In sostanza la decisione venne assunta dal governo.

«In quella sede informale potemmo tutti renderci conto della riluttanza del Presidente Berlusconi a partecipare all'intervento Onu in Libia. Il Presidente Berlusconi ha di recente ricordato il suo travaglio che quasi lo spingeva a dare le dimissioni in dissenso da una decisione che peraltro spettava al governo, sia pure con il consenso della Presidenza della Repubblica. Che egli abbia evitato quel gesto per non innescare una crisi istituzionale al vertice del nostro paese, fu certamente un atto di responsabilità da riconoscergli ancora oggi. Però, ripeto, non poteva che decidere il governo in armonia con il Parlamento, che approvò con schiacciante maggioranza due risoluzioni gemelle alla Camera e al Senato, con l'adesione anche dell'allora opposizione di centrosinistra. La legittimazione di quella scelta da parte italiana fu dunque massima al livello internazionale e nazionale».

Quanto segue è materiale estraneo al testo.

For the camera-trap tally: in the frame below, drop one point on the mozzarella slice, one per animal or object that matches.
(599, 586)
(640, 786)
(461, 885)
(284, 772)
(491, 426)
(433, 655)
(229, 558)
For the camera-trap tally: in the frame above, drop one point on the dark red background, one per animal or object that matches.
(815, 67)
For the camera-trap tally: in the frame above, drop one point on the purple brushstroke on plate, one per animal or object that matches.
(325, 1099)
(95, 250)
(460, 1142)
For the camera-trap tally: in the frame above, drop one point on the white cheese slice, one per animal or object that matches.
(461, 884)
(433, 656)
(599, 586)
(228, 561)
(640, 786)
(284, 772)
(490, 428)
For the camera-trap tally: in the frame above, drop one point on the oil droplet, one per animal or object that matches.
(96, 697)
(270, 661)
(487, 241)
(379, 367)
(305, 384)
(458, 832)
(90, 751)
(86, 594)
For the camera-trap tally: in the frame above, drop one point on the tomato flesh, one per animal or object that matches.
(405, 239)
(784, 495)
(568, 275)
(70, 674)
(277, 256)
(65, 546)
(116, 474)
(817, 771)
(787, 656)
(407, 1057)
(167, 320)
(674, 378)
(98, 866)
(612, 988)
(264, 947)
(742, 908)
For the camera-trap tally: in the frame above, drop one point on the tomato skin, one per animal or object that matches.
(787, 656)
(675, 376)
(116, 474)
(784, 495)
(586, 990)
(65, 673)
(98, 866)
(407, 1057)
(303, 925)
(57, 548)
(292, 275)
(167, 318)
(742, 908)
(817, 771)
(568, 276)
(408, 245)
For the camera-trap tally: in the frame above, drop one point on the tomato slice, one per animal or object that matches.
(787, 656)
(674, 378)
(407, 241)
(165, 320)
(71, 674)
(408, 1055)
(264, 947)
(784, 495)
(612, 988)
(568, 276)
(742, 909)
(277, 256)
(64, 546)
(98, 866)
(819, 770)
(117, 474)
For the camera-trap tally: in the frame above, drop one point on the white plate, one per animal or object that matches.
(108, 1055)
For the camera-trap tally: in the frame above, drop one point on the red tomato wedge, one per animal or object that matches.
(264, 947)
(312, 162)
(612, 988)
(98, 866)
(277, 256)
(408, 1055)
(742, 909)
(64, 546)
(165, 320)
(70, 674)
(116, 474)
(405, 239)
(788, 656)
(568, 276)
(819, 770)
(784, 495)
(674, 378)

Ma lei crede che fu un errore?

«In quel 2011 era in gioco in Libia e altrove la garanzia del rispetto dei diritti umani e della legislazione internazionale ad essa ispirata. Ancor oggi è troppo facile giudicare sommariamente un errore l'intervento Onu in Libia. Quale fosse l'alternativa all'intervento sulla base della Carta delle Nazioni Unite, nessuno è in grado di indicarlo seriamente. A mio avviso, come qualche anno fa ho detto insieme con altri in Senato, l'errore veramente grave fu non dare , in quanto comunità internazionale, nessun contributo politico, di institution building, economico alla conclusione dell'operazione militare. Ci fu quasi un tirarsi fuori, e fu ciò che provocò il caos degli anni successivi ».

Anche in questi giorni la Francia del presidente Macron in alcuni momenti è sembrata volere assumere decisioni unilaterali proprio sulla Libia.

«Macron si distingue nettamente da Sarkozy perché affronta in chiave europea tutte le questioni che possano interessare i nostri paesi. Nessun presidente francese di provenienza gollista ha in passato seguito questo approccio solidale. Mi sembra il punto sul quale anche il Presidente Tajani mette giustamente l'accento ».

In questi giorni molti hanno definito "napoleonica" la politica dell'Eliseo. Coglie questa tendenza anche nella vicenda Fincantieri/ Stx?

«Consiglierei la massima misura e serietà, anziché alimentare contrapposizioni tra Italia e Francia, anche se si stanno verificando divergenze su qualche problema di notevole rilevanza come quello del futuro di Fincantieri. Sono convinto che il Presidente Gentiloni si stia muovendo con chiarezza e fermezza nella convinzione che si possa e debba arrivare a posizioni concordi tra il suo governo e quello del Presidente Macron».